On the other hand, 3D systems is expanding its global reach - after expanding its operations in Turkey, the company has recently expanded its reseller network in Japan. ExOne's target market puts it more in competition with Stratasys than 3D systems. However, there is a lot of room for expansion. At the moment, overall market size is big enough for these players to grow substantially without harming each other. ExOne is considerably behind its two bigger counterparts, and it will take some time for the company to catch the big boys. However, low competition should allow the company to grow well over the next 2-3 years.

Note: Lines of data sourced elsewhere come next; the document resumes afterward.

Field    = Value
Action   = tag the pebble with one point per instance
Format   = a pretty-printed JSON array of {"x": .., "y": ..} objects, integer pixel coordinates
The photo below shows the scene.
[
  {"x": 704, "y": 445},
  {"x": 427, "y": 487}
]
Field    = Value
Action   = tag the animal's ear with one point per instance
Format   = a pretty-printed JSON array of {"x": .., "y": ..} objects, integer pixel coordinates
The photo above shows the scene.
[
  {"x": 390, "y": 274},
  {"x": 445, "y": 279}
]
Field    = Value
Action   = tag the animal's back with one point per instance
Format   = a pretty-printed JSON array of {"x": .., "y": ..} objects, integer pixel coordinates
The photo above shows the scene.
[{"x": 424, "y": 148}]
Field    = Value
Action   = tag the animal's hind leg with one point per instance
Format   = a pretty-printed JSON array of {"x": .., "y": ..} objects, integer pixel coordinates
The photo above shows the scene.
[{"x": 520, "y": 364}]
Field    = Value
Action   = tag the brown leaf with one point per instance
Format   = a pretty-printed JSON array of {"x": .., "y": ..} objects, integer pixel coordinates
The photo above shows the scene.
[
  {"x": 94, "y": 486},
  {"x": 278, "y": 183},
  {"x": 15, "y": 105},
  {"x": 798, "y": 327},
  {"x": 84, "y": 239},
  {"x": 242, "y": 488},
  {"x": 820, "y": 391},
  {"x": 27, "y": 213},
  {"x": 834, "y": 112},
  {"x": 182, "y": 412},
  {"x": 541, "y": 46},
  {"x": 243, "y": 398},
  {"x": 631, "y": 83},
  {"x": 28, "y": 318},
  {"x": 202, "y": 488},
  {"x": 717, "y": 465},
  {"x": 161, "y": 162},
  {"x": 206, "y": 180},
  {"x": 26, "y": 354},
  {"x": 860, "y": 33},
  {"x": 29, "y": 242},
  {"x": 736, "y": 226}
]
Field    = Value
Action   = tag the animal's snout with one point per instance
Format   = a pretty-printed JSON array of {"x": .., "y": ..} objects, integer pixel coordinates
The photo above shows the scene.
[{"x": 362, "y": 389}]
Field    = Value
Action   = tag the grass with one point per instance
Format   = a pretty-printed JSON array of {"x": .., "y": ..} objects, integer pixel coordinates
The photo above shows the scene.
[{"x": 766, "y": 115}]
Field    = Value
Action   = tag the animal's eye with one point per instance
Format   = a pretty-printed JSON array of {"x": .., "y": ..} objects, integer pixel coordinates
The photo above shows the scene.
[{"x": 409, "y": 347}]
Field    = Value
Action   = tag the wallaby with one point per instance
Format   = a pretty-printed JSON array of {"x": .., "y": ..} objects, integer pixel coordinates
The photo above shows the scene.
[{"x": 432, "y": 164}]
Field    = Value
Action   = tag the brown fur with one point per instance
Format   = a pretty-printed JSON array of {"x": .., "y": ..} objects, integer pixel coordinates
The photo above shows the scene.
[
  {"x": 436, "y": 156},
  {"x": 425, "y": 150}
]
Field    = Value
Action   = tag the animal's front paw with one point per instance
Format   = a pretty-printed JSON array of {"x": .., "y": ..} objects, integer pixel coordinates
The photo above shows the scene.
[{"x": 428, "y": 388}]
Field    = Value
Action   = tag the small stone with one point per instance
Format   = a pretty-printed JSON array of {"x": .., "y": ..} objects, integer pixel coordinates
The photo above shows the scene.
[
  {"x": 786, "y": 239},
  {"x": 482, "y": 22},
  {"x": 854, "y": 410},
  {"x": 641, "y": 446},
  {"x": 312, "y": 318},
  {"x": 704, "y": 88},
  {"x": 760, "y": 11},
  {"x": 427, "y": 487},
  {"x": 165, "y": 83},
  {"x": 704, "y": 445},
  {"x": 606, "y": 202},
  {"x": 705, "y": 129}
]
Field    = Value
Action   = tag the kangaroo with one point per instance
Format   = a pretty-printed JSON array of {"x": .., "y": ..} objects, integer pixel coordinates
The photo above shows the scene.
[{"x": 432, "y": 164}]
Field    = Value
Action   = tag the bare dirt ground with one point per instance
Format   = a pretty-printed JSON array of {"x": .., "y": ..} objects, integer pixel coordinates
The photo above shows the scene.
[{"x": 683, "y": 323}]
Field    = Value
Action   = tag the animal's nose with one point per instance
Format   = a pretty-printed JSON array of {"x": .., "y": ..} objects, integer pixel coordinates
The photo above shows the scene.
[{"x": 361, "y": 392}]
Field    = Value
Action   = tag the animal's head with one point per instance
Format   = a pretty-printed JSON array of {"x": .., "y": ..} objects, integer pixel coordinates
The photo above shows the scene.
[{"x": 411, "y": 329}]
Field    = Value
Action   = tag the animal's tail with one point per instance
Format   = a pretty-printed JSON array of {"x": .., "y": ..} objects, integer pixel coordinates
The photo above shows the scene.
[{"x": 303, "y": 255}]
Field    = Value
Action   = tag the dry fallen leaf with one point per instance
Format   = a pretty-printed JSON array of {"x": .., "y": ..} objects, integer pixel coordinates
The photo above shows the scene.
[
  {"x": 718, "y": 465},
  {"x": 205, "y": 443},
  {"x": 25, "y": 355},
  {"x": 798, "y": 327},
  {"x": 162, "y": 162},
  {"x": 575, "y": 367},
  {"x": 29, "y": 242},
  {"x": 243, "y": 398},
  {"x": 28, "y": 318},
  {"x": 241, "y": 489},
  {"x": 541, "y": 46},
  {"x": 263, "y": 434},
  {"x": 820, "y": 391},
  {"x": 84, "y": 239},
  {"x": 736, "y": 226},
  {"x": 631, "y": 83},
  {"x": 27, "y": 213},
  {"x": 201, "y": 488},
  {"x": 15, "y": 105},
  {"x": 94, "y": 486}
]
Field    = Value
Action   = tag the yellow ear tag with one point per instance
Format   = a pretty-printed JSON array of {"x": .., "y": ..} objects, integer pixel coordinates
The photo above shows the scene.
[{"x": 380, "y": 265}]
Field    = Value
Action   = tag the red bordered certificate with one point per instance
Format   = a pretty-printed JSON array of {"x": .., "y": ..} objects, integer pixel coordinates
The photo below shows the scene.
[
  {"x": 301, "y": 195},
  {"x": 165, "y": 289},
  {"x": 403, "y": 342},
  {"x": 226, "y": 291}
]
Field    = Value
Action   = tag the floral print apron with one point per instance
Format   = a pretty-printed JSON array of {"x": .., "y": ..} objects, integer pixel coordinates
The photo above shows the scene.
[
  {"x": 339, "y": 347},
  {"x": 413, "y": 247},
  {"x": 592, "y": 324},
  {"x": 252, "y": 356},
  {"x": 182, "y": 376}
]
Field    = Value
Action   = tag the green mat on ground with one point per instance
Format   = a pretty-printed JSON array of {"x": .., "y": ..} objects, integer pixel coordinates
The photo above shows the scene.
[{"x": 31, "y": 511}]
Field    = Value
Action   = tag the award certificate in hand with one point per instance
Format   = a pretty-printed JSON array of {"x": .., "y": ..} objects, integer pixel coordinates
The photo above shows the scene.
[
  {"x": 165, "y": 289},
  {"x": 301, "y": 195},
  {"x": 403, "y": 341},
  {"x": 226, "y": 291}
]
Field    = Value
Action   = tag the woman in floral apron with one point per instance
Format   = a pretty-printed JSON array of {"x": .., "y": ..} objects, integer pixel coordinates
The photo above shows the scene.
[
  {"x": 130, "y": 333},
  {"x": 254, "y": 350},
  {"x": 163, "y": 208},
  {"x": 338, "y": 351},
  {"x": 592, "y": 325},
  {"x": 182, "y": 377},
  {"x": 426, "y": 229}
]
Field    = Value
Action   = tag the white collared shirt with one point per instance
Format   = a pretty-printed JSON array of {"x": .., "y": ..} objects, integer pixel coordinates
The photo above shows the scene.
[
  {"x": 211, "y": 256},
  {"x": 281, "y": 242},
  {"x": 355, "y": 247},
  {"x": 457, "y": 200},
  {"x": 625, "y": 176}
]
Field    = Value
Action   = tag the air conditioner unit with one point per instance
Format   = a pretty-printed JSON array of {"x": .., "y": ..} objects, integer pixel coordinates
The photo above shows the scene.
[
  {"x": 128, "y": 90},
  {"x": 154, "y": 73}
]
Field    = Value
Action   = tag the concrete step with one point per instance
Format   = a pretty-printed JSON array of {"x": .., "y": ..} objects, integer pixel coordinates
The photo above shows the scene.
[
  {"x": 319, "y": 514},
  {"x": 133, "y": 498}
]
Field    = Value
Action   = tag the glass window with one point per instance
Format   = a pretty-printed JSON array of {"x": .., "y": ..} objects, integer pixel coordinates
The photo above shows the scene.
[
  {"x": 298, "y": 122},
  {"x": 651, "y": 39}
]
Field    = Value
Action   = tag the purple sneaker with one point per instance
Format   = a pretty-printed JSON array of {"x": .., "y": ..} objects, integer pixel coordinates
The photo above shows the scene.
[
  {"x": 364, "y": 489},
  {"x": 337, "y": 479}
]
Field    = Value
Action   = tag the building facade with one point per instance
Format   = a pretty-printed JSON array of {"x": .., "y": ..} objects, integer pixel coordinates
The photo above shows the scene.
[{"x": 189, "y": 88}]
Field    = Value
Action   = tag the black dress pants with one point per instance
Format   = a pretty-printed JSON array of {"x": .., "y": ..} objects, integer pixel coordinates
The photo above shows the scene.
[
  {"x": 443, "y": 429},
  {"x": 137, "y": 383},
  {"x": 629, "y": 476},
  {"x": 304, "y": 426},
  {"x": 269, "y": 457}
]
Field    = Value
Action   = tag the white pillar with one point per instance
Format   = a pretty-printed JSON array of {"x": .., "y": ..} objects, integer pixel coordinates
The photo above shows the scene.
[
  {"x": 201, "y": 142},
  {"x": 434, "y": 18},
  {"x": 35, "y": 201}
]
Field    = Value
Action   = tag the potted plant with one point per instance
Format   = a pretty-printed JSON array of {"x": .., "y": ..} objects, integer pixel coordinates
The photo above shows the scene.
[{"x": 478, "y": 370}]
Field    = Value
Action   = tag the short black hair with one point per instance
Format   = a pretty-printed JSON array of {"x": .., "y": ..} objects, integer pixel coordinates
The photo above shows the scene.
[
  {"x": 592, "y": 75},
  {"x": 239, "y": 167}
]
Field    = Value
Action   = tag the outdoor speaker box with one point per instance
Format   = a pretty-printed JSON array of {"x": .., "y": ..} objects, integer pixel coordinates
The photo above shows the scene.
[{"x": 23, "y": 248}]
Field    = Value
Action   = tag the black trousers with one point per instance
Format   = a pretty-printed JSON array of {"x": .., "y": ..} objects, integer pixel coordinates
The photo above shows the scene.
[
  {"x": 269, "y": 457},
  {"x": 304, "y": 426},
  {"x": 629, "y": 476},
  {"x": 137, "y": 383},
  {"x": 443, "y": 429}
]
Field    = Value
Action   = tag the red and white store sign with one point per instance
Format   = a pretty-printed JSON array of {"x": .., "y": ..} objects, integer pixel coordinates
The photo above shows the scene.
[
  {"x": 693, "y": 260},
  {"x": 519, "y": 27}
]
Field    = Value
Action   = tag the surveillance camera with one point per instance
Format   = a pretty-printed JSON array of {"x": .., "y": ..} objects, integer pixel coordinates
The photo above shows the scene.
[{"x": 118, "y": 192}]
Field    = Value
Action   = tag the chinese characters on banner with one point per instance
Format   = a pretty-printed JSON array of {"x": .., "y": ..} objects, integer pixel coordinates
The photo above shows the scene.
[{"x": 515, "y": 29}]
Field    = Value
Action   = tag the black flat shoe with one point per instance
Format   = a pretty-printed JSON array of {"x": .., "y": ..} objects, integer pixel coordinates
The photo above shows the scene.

Looking at the growth opportunities and the market position of the company, ExOne is an attractive investment. The 3D printing industry as a whole represents an attractive investment opportunity. ExOne is a much smaller player than the other two more established players. Nonetheless, expected revenue growth of over 60% is extremely attractive. The IPO brought in $92 million for the company, which should allow it to have considerable financial flexibility and liquidity. Furthermore, future capital expenditures should also be easily covered with the internally generated cash.

Disclosure: I have no positions in any stocks mentioned, and no plans to initiate any positions within the next 72 hours. I wrote this article myself, and it expresses my own opinions. I am not receiving compensation for it (other than from Seeking Alpha). I have no business relationship with any company whose stock is mentioned in this article.